May I ask you if you can give me a python sample to import files from SFTP into dataiku?
Thanks a lot
Hello @pafj,
Thank you for the confirmation.
Here is sample Python3 code for loading a CSV file from a DSS managed folder into a pandas dataframe.
import dataiku
import pandas as pd
FOLDER_NAME = 'YOUR_FOLDER_NAME'
FILE_NAME = 'YOUR_FILE_NAME'
folder = dataiku.Folder(FOLDER_NAME)
with folder.get_download_stream(FILE_NAME) as f:
df = pd.read_csv(f)
Hi @KeijiY
I wanted to ask a similar question regarding exporting an excel file into the SFTP or SharePoint drive:
I am using the following python script, and the excel file gets created in the folder however file is 0 kb and wont be opened. Do you believe I am missing anything in the script? i changed my python to 3.6 in the cod environment.
import dataiku
import pandas as pd
import xlsxwriter
DATASET_NAME3 = 'aa'
FOLDER_NAME3 = 'bb'
dataset = dataiku.Dataset(DATASET_NAME3)
df = dataset.get_dataframe()
import time
current_day = time.strftime("%Y-%m-%d")
FILE_NAME3 = "aa_"+current_day+".xlsx"
folder = dataiku.Folder(FOLDER_NAME3)
writer = pd.ExcelWriter(folder,engine='xlsxwriter')

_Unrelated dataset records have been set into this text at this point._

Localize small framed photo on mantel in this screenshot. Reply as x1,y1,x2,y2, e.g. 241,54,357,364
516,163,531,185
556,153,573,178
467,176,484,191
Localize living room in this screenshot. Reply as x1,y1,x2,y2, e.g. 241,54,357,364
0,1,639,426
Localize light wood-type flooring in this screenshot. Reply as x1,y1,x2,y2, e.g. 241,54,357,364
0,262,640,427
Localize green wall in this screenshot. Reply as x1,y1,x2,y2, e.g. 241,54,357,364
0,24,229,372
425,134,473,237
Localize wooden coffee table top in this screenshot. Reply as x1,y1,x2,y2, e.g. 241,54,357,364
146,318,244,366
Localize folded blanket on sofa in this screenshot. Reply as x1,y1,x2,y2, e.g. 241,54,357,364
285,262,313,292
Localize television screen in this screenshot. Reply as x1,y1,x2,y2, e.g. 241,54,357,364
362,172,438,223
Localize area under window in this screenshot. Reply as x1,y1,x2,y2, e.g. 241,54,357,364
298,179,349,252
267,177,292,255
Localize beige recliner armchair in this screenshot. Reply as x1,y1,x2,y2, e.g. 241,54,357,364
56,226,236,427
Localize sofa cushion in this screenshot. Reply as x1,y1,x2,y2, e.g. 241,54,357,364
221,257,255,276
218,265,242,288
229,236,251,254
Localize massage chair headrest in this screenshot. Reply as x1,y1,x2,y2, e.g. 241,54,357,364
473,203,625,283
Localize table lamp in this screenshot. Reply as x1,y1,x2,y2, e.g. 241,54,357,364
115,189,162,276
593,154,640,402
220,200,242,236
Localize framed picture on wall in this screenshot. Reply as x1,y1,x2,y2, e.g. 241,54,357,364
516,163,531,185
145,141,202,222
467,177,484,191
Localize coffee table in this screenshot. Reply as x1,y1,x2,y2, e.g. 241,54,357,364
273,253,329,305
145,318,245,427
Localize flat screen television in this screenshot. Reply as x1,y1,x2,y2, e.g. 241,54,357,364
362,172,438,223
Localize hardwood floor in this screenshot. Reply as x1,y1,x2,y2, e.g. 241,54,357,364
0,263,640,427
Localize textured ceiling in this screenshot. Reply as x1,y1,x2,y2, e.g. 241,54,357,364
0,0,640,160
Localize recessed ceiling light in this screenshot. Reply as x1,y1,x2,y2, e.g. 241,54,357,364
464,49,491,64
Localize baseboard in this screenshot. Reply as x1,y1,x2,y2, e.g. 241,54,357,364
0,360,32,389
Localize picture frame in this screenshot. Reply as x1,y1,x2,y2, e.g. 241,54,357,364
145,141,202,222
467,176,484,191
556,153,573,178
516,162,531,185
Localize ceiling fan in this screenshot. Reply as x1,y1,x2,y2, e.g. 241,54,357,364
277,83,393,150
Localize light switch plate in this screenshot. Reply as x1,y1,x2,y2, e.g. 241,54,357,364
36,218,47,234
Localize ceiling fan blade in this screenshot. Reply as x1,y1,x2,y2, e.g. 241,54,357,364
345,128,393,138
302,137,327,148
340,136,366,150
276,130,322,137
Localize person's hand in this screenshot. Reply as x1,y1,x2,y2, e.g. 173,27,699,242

folder.upload_data(FILE_NAME3, df.to_excel(writer,index=False, sheet_name='Sheet1'))
Hello @pafj ,
Thanks for another question.
Would you please try the following code?
import dataiku
import pandas as pd
import xlsxwriter
from io import BytesIO
DATASET_NAME3 = 'aa'
FOLDER_NAME3 = 'bb'
dataset = dataiku.Dataset(DATASET_NAME3)
df = dataset.get_dataframe()
import time
current_day = time.strftime("%Y-%m-%d")
FILE_NAME3 = "aa_"+current_day+".xlsx"
folder = dataiku.Folder(FOLDER_NAME3)
stream = BytesIO()
writer = pd.ExcelWriter(stream, engine='xlsxwriter')
df.to_excel(writer, index=False, sheet_name='Sheet1')
writer.save()
stream.seek(0)
folder.upload_stream(FILE_NAME3, stream)
Sincerely,
Keiji, Dataiku Technical Support
It worked. Thank you! you are the best!